La petite pierre de craie blanche fit un léger bruit à mi-chemin entre le frottement et le crissement en ricochant lamentablement sur le sol sableux de la rue. De sa chaussure trop grande, Severus envoya valser un deuxième caillou qui s'envola beaucoup plus haut que le premier... Trop haut. Il heurta la vitre la plus proche, celle du voisin plutôt gentil, celui qui lui demandait parfois s'il avait besoin de quelque chose, son visage prenant alors une teinte de légère compassion pour cet enfant un peu égaré et esseulé. La dernière fois, le voisin avait offert à Severus une pièce de 2 livres.

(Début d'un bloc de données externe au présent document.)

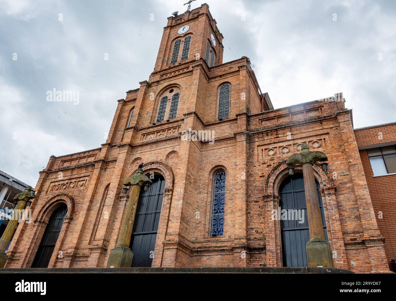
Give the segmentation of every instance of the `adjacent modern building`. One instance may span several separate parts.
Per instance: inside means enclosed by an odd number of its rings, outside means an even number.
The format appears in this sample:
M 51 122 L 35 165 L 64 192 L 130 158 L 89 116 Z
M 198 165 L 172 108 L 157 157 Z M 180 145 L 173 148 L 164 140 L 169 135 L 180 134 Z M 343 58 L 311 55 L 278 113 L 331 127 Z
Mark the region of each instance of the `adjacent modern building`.
M 27 187 L 23 182 L 0 170 L 0 237 L 11 218 L 14 197 Z

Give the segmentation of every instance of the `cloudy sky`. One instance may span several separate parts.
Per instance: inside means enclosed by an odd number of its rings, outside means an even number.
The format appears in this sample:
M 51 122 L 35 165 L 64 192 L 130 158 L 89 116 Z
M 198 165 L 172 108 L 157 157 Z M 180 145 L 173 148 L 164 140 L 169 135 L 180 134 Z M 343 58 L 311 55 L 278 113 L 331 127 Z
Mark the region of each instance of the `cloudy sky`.
M 0 0 L 0 170 L 34 187 L 51 155 L 105 142 L 185 2 Z M 206 3 L 224 62 L 250 58 L 275 108 L 342 92 L 355 128 L 396 121 L 396 2 Z M 54 88 L 78 91 L 78 104 L 47 101 Z

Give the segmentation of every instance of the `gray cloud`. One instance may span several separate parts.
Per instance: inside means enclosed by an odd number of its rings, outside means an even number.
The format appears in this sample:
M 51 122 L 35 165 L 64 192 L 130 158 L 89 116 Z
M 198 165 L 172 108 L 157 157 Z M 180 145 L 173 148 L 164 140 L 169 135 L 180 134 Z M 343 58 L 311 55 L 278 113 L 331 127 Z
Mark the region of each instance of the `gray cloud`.
M 182 2 L 0 0 L 0 169 L 34 186 L 51 155 L 100 146 Z M 249 57 L 275 108 L 343 92 L 355 127 L 394 121 L 394 1 L 207 2 L 224 61 Z M 47 102 L 54 88 L 78 90 L 79 104 Z

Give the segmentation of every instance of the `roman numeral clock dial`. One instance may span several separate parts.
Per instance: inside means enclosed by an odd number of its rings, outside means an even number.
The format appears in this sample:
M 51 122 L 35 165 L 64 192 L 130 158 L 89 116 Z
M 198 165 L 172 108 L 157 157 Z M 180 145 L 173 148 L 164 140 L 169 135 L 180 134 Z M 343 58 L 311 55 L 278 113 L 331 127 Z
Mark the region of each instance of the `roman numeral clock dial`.
M 180 29 L 179 30 L 179 31 L 177 32 L 177 33 L 179 34 L 183 34 L 188 31 L 189 29 L 190 26 L 188 25 L 185 25 L 184 26 L 180 27 Z

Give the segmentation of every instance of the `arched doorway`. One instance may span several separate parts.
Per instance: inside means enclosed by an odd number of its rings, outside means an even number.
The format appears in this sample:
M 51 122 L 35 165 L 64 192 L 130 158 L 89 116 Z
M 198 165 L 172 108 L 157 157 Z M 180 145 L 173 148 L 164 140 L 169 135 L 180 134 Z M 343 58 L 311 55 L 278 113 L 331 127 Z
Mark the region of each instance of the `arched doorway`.
M 67 206 L 62 204 L 52 213 L 33 261 L 32 267 L 48 267 L 67 212 Z
M 148 190 L 142 188 L 137 202 L 136 214 L 129 248 L 133 252 L 132 267 L 151 267 L 162 205 L 165 181 L 155 175 Z
M 323 204 L 319 191 L 320 186 L 316 180 L 315 182 L 325 237 L 326 240 L 328 240 Z M 302 219 L 299 220 L 295 218 L 293 220 L 281 220 L 283 266 L 307 267 L 308 264 L 305 244 L 309 240 L 310 238 L 303 174 L 296 173 L 286 178 L 279 187 L 279 196 L 282 210 L 286 209 L 289 212 L 288 210 L 294 211 L 296 209 L 298 211 L 303 210 L 304 214 L 303 223 L 300 223 L 302 221 Z M 294 213 L 295 214 L 295 212 L 294 211 Z M 299 216 L 302 216 L 302 211 L 300 212 Z

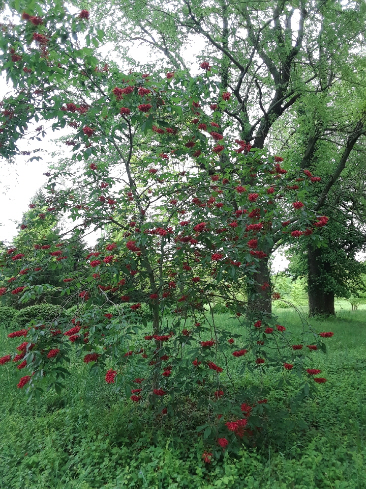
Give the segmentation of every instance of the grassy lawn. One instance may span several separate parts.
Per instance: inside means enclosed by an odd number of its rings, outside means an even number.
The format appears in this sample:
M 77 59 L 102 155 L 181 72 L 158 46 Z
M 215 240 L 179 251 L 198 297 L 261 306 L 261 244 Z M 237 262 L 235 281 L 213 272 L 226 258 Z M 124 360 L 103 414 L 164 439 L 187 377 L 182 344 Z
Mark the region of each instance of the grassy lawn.
M 8 364 L 2 366 L 0 487 L 364 489 L 366 311 L 361 306 L 351 312 L 346 302 L 339 307 L 334 318 L 311 321 L 334 336 L 326 355 L 315 352 L 314 366 L 327 382 L 299 405 L 291 405 L 287 386 L 275 387 L 279 374 L 233 372 L 232 395 L 263 387 L 274 414 L 253 446 L 210 465 L 202 459 L 207 447 L 195 429 L 200 413 L 188 404 L 185 416 L 163 422 L 76 360 L 64 394 L 27 403 Z M 278 313 L 281 324 L 300 330 L 293 310 Z M 234 327 L 228 315 L 216 321 Z M 10 350 L 7 332 L 0 331 L 0 356 Z

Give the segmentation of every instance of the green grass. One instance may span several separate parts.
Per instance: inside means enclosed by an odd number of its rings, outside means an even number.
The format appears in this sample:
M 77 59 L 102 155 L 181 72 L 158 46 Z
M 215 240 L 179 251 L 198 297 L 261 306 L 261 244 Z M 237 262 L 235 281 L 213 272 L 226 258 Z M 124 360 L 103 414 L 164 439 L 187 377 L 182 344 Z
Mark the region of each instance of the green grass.
M 293 310 L 279 315 L 281 324 L 300 332 Z M 216 320 L 233 328 L 228 315 Z M 317 331 L 334 333 L 326 355 L 315 352 L 314 366 L 327 383 L 296 406 L 291 389 L 274 387 L 275 373 L 264 379 L 236 375 L 239 392 L 251 383 L 265 384 L 272 414 L 256 446 L 209 466 L 195 429 L 198 414 L 188 405 L 184 416 L 163 423 L 90 376 L 80 361 L 62 396 L 48 393 L 40 403 L 27 403 L 9 364 L 2 366 L 0 487 L 365 489 L 366 314 L 344 308 L 335 318 L 310 322 Z M 0 334 L 1 356 L 11 343 L 5 330 Z

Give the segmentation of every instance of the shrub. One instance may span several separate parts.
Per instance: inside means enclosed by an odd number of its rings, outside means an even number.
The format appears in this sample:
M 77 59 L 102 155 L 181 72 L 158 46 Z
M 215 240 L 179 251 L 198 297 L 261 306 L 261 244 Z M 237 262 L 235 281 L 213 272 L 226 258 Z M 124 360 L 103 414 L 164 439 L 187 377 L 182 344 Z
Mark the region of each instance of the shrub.
M 0 327 L 10 329 L 12 320 L 18 312 L 16 309 L 9 306 L 0 307 Z
M 12 309 L 13 308 L 8 309 Z M 51 321 L 58 315 L 59 310 L 59 307 L 54 304 L 35 304 L 34 306 L 29 306 L 20 311 L 15 311 L 16 313 L 13 315 L 10 326 L 13 329 L 24 328 L 34 319 L 39 320 L 39 322 Z
M 214 314 L 226 314 L 229 312 L 226 306 L 220 302 L 215 304 L 212 310 Z

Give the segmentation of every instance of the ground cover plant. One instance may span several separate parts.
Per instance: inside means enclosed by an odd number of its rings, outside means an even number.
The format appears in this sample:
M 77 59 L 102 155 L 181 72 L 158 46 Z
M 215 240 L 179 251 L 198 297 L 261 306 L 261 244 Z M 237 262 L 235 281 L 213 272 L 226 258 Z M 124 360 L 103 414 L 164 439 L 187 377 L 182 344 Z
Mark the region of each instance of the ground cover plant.
M 281 311 L 284 324 L 300 334 L 293 311 Z M 216 317 L 228 327 L 228 314 Z M 344 311 L 331 319 L 312 319 L 332 329 L 326 356 L 317 366 L 326 375 L 322 388 L 296 406 L 293 388 L 278 387 L 282 376 L 233 372 L 233 398 L 254 385 L 276 413 L 263 419 L 261 430 L 236 453 L 227 452 L 205 464 L 207 447 L 197 425 L 205 413 L 192 396 L 184 415 L 163 417 L 141 411 L 76 358 L 73 375 L 62 395 L 49 392 L 39 403 L 25 402 L 9 383 L 11 371 L 0 372 L 2 452 L 0 478 L 4 489 L 83 488 L 364 488 L 364 312 Z M 10 340 L 2 327 L 0 351 Z M 14 382 L 13 382 L 14 384 Z M 263 396 L 260 398 L 263 398 Z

Égoïstement, il s'était offert une part de gâteau à la pâtisserie de la rue des Rosiers.

Les rideaux du voisin étaient fermés. Il n'avait pas vu Severus mais il avait entendu le choc et il n'allait pas tarder à débarquer. Severus s'éclipsa rapidement et tourna en direction du parc à l'étang. De toute façon, la vitre était à peine fendillée, songea-t-il. Quand on était riche comme la plupart des gens, on pouvait se permettre de changer un carreau. Il longea la grille du parc jusqu'à arriver à l'endroit où les sapins l'empêchaient de voir l'intérieur du parc – et surtout les gens dans le parc de le voir, lui – et jeta un coup d'œil derrière lui pour inspecter la ruelle. Personne. Personne ne traînait jamais dans l'impasse du tisseur. Même à cinq heure du soir le vendredi.

Il y n'y avait pas loin de deux mètres en-dessous de Severus quand il fut en haut de la grille. Il s'étira pour atteindre la branche de sapin la plus épaisse et la plus proche. Il grimpa dessus. La branche supportait largement son poids ; on n'est pas lourd quand on a neuf ans et qu'on ne mange pas beaucoup. À califourchon dans une position inconfortable, il se pencha à travers les branches vertes pleines d'épines et observa. Elle était là comme il l'avait espéré.

« Pétunia, j'ai froid !

— Viens là, ça va te réchauffer de te balancer un peu, Lily !

— Je ne peux pas, j'ai trop froid, je suis devenue une statue. Je veux rentrer...

— Oh non, Lily, tu m'avais promis qu'on ferait un tour de balançoire ensemble, tu te souviens ? Je vais te donner mon manteau, ça va te réchauffer. »

La fillette transie s'avança vers une autre fillette, un peu plus grande et plus blonde, qui lui ressemblait un peu. Elle attrapa la veste que lui tendait sa grande sœur avec une seconde d'hésitation.

« Mais Tunie, tu vas avoir froid.

— Ne t'inquiète pas. Papa et Maman m'ont demandé de prendre soin de toi. Et puis, tu vois ? Moi je suis grande et résistante, je ne sens pas le vent. Toi, tu es plus petite, plus sensible. »

Et la petite Lily glissa ses bras dans la fourrure, avec un regard plein d'admiration pour sa grande sœur Tunie si résistante et dévouée, qui grelottait pourtant.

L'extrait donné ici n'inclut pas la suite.